Larry Davis' trial began five months later. In March 1991, the jury found him guilty. Already serving five to fifteen years on weapons convictions, Davis received another twenty-five years to life in prison. Once sentenced, creating a loud scene until the judge expelled him, Davis spoke for about an hour, airing again his longstanding complaint that police and the judicial system were conducting a vendetta against him.

===Death===
Davis served his sentence at Shawangunk Correctional Facility near the Ulster County
hamlet of Wallkill, New York. At approximately 7 p.m. on February 20, 2008, a correctional officer overseeing the block yard noticed inmates congregating around an argument between two prisoners. When the officer went to break it up, he found Davis using his walking cane to fend off an inmate from attacking him with a 9-inch (23 cm) long metal shiv. Davis was unsuccessful and was stabbed numerous times.

The officer called for assistance. The attacker was restrained and taken to the Special Housing Unit to remain in segregated custody. Davis was taken to the facility infirmary where first aid was rendered. Davis, having lost much blood, lost consciousness and eventually showed no vital signs. Not being a trauma level infirmary, the supervising nurse called for an emergency transport by ambulance to St. Luke's Hospital in nearby Newburgh, where he was pronounced dead on arrival.

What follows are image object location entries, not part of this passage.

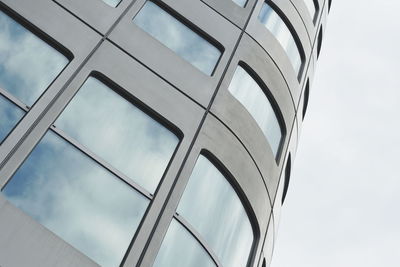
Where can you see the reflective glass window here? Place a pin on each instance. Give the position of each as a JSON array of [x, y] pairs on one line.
[[249, 93], [178, 37], [275, 24], [10, 114], [77, 199], [241, 3], [215, 211], [28, 65], [180, 249], [112, 3], [312, 9], [120, 133]]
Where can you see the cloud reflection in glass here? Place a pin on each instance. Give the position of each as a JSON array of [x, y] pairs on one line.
[[9, 117], [245, 89], [178, 37], [180, 249], [28, 65], [213, 208], [80, 201], [120, 133]]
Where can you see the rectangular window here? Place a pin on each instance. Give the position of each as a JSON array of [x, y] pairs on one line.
[[312, 9], [178, 37], [240, 3], [112, 3], [249, 93], [277, 26], [77, 181], [28, 65]]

After questioning by the New York State Police and the New York State Department of Correctional Services's (DOCS) inspector general's office, another inmate, Luis Rosado, an alleged self-made Crip from the Lower East Side of Manhattan, was charged with the murder. Rosado was already serving a sentence of twenty-five years to life for murder and assault charges in the early 1980s and had been denied parole in 2007. He was arraigned at Shawangunk Town Court the next morning. DOCS officials said both he and Davis had long disciplinary records, including fights with other inmates, but there was no record of any previous violence between the two.

In July 2008, an Ulster County grand jury indicted Rosado on nine felony charges related to the stabbing, including three different counts of murder, assault, criminal possession of a weapon and possession of prison contraband. The murder charges carried a potential sentence of life without parole. After his arrest, Rosado was moved to Clinton Correctional Facility in upstate New York. In February 2009, Luis Rosado pleaded guilty to first-degree manslaughter in Ulster County Court and was sentenced to an additional 10 years in prison, to be served consecutively with his current 25-to-life sentence for murder. Rosado was later paroled in 2021. Following his parole, Rosado stated in an interview that Davis was not his intended target, claiming that Davis had intervened in Rosado's attempt to kill a convicted child molester.